In an age of speed and superficiality,

       find the time, and the companions,

               for transformative study.

Offerings for Spring 2024:

Dante Alighieri:
Purgatory and Paradise

Come read the two better parts of Dante's masterpiece, in which he takes on harder questions and plumbs deeper into the human psyche than in the Inferno - all while writing in increasingly bold and experimental language that includes numerous invented words, borrows frequently from other languages, and masters his own poetic form to a degree reminiscent of Shakespeare's last plays. For anyone interested in the religious and philosophical questions Dante raises, there are few more stimulating texts in the history of the West. (After 2023-24 TheTreasures.org will likely take a hiatus from offering Dante groups, at least in the current form; groups that move at a slower pace may be available.)

Saturdays at 2:30 Eastern, weekly from January 6.
Part-time participation is welcome.

The Eucharist
Through the Ages

Eight bi-weekly sessions will continue the study begun in the fall of the intriguingly varied and creative ways in which Christians have understood the fundamental ritual that predated, and arguably created, their church. We will start with sermons by Augustine on the sixth chapter of John's Gospel, move on to medieval disputes (Ratramnus, Berengar of Tours) that presaged the Reformation, and perhaps have a look at some Scholastic systematizers before passing on to the sixteenth- and seventeenth-century discussions whose aftermath still shapes Christian thought, and perhaps quite a lot of non-Christian thought, today. All are welcome: Christians of various denominations and non-Christians are present in the current group, and participation in last fall's group is not a prerequisite for participating in the spring.
Every other Wednesday at 7:00 Eastern, from January 10.
Small adjustments to schedule may be possible to meet group needs.

TheTreasures.org hosts online reading groups designed to provide access to texts that are endlessly engaging, thought-provoking, possibly life-transforming — and typically texts that few people would work their way through on their own.

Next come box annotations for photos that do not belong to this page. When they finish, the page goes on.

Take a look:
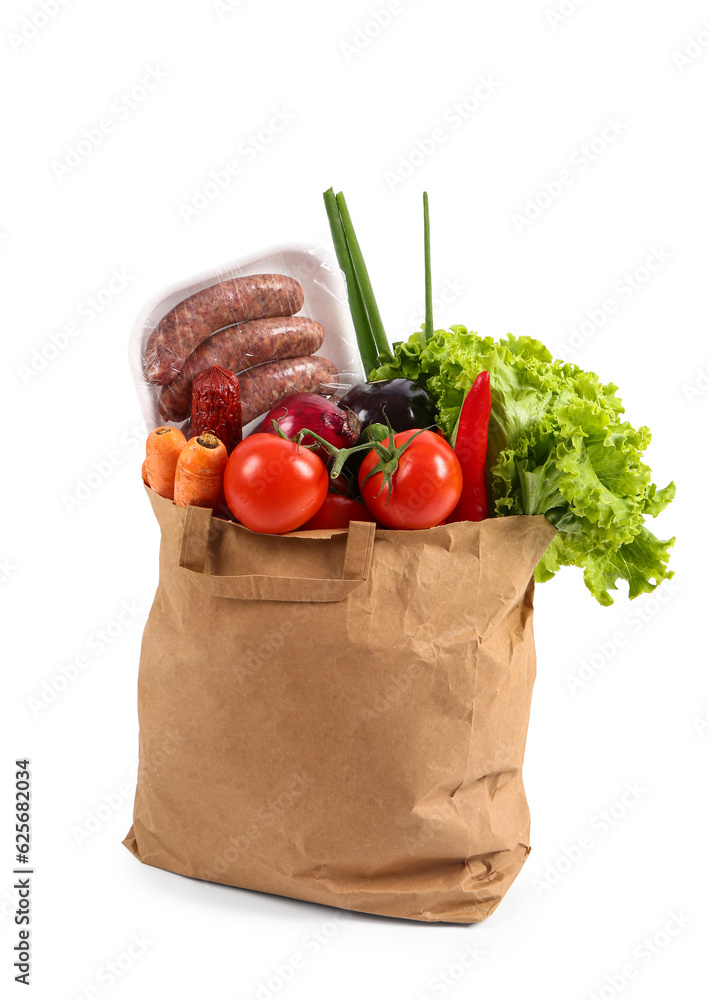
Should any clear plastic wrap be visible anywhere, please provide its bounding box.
[129,243,364,434]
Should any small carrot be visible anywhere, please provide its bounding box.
[175,431,227,508]
[143,427,187,500]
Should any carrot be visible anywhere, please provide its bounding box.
[175,431,227,508]
[143,427,187,500]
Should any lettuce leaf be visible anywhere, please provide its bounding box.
[370,326,675,604]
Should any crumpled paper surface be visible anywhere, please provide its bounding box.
[124,490,555,923]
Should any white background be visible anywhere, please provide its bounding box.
[0,0,709,1000]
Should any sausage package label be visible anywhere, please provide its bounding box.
[124,490,554,923]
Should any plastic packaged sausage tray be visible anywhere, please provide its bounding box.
[129,243,364,434]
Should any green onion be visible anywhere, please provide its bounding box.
[423,191,433,341]
[323,188,378,377]
[337,191,389,360]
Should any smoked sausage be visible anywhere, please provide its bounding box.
[238,358,337,426]
[158,316,325,421]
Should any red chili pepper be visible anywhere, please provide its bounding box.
[448,372,492,522]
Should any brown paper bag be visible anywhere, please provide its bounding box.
[124,491,554,923]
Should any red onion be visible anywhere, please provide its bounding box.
[259,392,361,461]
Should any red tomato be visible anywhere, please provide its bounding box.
[301,493,374,531]
[359,430,463,529]
[224,434,328,535]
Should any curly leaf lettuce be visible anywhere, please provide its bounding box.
[370,326,675,604]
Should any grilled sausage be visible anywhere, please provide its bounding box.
[238,358,337,426]
[145,274,304,385]
[158,316,325,420]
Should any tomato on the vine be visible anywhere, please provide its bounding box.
[301,493,374,531]
[224,434,328,535]
[359,430,463,529]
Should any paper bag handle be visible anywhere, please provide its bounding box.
[180,507,376,603]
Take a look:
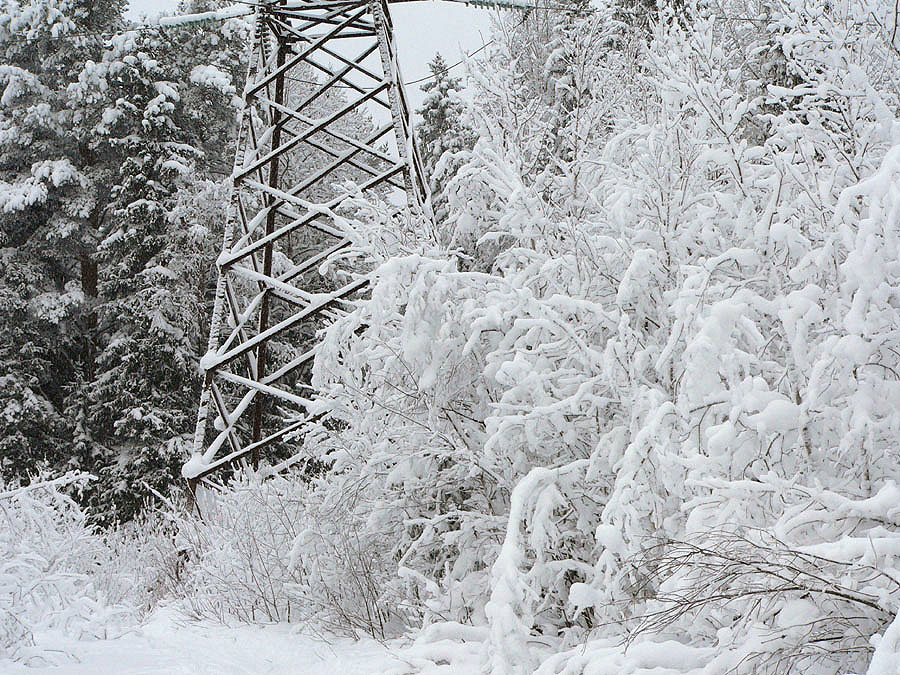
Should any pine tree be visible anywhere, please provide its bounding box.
[0,1,248,520]
[416,54,475,224]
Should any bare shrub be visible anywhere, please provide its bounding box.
[179,478,408,637]
[629,530,900,675]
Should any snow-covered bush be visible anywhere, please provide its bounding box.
[179,478,403,637]
[0,474,129,665]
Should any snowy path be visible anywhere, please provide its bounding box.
[0,611,410,675]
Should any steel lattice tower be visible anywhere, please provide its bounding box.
[183,0,532,488]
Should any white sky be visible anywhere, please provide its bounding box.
[129,0,500,108]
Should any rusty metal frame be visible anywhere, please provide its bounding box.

When one no longer has to work on one’s own,
what once seemed a daunting task changes into a joyful experience, a highlight of the week: discovering that a “classic” like Dante’s Divine Comedy or Boethius’s Consolation of Philosophy is not a far-off block of impenetrable literary marble, but a living, changing artwork that has vital things to say to us, and perhaps to do to us, in our twenty-first-century lives.